1Vascular Health Partners, Queensbury, NY, USA, 2Case Western Reserve, Cleveland, OH, USA, 3John Hopkins, Baltimore, MD, USA, 4Mass General, Boston, MA, USA, 5Sentara Healthcare, Chesapeake, VA, USA, 6University of Michigan, Ann Arbor, MI, USA, 7Michigan University, Flint, MI, USA.

Purpose: Trans Carotid Artery Revascularization (TCAR) with the ENROUTE Trans carotid Neuroprotection System combines direct carotid access with blood flow reversal as cerebral protection during carotid stent placement. The ROADSTER IDE trial studied TCAR using FDA-approved carotid stent systems designed for transfemoral delivery. A subset patient data was used to support FDA approval of a shorter 57cm length delivery system ENROUTE Trans carotid Precise Stent System.
Methods: The ROADSTER IDE trial was a prospective, single-arm, multicenter clinical trial to evaluate the safety and effectiveness of TCAR in high-risk symptomatic patients with ≥50% stenosis and asymptomatic patients with ≥70% stenosis. The primary end point was a composite of stroke (S), myocardial infarction (MI), and death (D) at 30 days. Secondary end points included cranial nerve injury as well as acute device, technical, and procedural success. An independent clinical events committee adjudicated all major adverse events. Of the 67 lead-in and 141 pivotal patients enrolled, 52 patients were treated with the Precise PRO Rx Carotid Stent System. Data from these 52 patients were used to support FDA approval of the shorter length ENROUTE Trans carotid Stent System
Results: From November 2012 to July 2014, 52 patients treated with the Precise Stent were enrolled at 8 of 18 sites that participated in ROADSTER. Mean age was 73.0 years, 42.3% were female, and 23.1% were symptomatic. 51.9% of patients were ≥75 years old, and 23.1% were ≥80 years old. There were no major strokes, myocardial infarctions, deaths or cranial nerve injuries. One patient (1/52, 1.9%) had a minor stroke. Acute device success, technical success and procedural success were 100%, 100% and 98.1% respectively. Of the 15 patients treated at our institution, the technical success was 100%, and the S/D/MI was 0%.
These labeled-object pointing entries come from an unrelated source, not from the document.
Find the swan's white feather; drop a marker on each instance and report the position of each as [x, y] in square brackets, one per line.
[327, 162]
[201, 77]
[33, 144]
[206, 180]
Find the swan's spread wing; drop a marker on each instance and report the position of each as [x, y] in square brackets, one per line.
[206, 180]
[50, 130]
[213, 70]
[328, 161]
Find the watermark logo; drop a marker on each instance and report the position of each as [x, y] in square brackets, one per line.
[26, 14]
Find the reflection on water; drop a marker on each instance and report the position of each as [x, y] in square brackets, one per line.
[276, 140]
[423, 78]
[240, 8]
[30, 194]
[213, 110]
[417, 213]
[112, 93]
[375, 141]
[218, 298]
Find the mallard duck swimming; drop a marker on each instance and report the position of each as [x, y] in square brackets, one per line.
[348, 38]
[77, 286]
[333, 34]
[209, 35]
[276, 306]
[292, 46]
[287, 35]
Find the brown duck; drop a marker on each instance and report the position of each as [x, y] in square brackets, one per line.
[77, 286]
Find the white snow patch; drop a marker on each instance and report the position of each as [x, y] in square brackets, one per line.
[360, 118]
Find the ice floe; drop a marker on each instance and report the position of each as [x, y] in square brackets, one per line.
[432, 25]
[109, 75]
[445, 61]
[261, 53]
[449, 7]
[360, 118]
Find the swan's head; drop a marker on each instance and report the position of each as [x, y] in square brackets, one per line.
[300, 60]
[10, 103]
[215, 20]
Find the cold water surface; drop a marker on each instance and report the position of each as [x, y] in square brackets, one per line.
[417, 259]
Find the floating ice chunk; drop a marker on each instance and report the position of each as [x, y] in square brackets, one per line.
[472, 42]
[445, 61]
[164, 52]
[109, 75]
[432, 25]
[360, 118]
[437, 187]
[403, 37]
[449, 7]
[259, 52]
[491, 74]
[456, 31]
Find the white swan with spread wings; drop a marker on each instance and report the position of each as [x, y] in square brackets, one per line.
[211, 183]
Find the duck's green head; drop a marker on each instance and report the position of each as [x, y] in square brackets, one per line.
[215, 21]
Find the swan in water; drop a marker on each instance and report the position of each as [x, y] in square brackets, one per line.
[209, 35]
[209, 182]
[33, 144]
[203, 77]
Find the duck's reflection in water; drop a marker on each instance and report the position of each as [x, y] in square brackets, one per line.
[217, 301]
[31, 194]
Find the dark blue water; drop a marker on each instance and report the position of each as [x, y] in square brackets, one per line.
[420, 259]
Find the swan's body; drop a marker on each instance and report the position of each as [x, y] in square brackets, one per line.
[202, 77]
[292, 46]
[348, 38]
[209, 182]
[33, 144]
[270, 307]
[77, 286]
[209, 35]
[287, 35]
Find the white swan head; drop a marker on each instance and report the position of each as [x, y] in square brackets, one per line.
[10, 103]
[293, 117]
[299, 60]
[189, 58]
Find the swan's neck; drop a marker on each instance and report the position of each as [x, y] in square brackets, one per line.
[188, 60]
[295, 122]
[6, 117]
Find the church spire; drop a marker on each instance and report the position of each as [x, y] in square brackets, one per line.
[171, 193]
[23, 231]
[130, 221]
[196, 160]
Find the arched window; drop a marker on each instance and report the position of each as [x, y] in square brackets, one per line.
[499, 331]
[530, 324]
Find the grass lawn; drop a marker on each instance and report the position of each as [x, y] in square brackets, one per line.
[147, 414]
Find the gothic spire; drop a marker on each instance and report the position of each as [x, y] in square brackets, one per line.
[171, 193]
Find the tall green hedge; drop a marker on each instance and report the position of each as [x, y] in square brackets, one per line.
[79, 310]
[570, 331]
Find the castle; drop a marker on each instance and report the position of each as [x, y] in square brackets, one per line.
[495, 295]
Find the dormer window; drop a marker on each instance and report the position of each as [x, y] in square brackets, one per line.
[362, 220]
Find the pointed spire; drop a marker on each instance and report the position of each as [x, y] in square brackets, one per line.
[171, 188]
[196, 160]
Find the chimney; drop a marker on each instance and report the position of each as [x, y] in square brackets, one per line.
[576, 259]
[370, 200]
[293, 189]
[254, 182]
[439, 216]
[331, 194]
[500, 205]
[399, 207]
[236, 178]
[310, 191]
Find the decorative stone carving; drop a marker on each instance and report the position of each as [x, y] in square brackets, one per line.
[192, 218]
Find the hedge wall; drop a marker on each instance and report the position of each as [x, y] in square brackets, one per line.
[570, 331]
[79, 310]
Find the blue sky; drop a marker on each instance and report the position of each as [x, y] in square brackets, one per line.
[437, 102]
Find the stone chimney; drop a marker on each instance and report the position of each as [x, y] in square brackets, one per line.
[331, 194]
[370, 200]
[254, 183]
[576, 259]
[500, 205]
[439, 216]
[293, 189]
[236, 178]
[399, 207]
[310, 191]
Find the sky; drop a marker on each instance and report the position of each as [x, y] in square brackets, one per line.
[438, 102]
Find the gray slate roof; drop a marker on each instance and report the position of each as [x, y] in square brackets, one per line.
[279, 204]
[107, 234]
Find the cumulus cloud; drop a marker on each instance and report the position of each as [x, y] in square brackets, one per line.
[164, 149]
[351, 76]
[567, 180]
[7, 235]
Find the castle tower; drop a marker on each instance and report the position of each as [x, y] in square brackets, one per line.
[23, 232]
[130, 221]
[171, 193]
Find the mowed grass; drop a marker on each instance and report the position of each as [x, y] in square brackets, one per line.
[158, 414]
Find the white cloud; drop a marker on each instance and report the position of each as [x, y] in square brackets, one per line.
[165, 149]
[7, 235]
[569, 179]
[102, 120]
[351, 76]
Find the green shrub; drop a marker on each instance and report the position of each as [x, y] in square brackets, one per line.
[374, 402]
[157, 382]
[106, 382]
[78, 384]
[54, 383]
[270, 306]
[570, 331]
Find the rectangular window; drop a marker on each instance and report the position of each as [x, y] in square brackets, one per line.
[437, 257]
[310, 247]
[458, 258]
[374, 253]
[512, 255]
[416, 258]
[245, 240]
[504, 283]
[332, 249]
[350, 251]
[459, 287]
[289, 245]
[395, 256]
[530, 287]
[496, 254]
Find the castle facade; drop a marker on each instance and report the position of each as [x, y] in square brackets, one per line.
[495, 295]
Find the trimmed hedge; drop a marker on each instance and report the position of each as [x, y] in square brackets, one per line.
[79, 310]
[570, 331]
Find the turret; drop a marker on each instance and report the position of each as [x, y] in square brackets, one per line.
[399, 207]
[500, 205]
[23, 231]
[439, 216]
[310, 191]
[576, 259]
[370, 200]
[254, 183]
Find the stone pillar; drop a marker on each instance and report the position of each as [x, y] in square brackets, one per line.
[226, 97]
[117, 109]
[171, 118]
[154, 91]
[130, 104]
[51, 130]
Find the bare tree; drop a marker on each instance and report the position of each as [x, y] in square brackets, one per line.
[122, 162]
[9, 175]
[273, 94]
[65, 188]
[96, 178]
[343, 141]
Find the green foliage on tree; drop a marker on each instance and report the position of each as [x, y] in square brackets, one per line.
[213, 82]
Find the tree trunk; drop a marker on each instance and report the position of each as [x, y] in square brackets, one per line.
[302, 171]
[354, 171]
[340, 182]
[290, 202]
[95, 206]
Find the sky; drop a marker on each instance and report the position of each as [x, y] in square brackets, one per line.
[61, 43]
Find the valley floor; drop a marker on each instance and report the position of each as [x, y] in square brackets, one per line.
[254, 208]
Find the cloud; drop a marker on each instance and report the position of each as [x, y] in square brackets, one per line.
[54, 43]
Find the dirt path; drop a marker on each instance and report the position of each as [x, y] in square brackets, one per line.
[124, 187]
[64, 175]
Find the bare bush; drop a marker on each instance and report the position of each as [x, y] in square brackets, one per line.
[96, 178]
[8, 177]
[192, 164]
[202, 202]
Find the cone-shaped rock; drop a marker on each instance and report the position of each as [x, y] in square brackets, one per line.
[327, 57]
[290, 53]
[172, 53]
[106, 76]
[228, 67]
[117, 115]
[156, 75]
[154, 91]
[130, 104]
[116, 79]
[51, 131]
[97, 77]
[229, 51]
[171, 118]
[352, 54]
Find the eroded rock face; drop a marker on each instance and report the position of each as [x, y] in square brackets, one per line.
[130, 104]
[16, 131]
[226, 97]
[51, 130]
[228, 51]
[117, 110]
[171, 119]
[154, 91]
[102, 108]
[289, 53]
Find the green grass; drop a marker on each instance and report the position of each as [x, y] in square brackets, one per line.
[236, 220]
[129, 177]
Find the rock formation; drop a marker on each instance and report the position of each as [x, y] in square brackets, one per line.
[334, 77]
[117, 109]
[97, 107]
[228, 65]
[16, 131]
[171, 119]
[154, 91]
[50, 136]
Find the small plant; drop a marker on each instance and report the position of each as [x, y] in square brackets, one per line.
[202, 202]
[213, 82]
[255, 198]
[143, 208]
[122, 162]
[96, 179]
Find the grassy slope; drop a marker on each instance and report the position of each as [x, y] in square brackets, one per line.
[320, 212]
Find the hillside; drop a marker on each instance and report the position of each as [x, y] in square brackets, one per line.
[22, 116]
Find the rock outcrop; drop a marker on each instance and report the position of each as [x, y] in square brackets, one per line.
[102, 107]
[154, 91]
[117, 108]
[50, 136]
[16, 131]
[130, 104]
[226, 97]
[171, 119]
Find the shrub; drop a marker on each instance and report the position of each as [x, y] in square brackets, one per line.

Conclusions: The Precise Stent data from the ROADSTER trial indicates the lowest major adverse events of any carotid stent trials, 0% major stroke/death/MI and a 1.9% minor stroke/death/MI, leading to the FDA approval of the first trans carotid stent. Furthermore, the ROADSTER study highlights that Precise Stent S/D/MI with Trans carotid ENROUTE Neuroprotection (1.9%) is lower than what was observed with Precise Stent Transfemoral Neuroprotection (4.8%) as seen with the SAPPHIRE trial.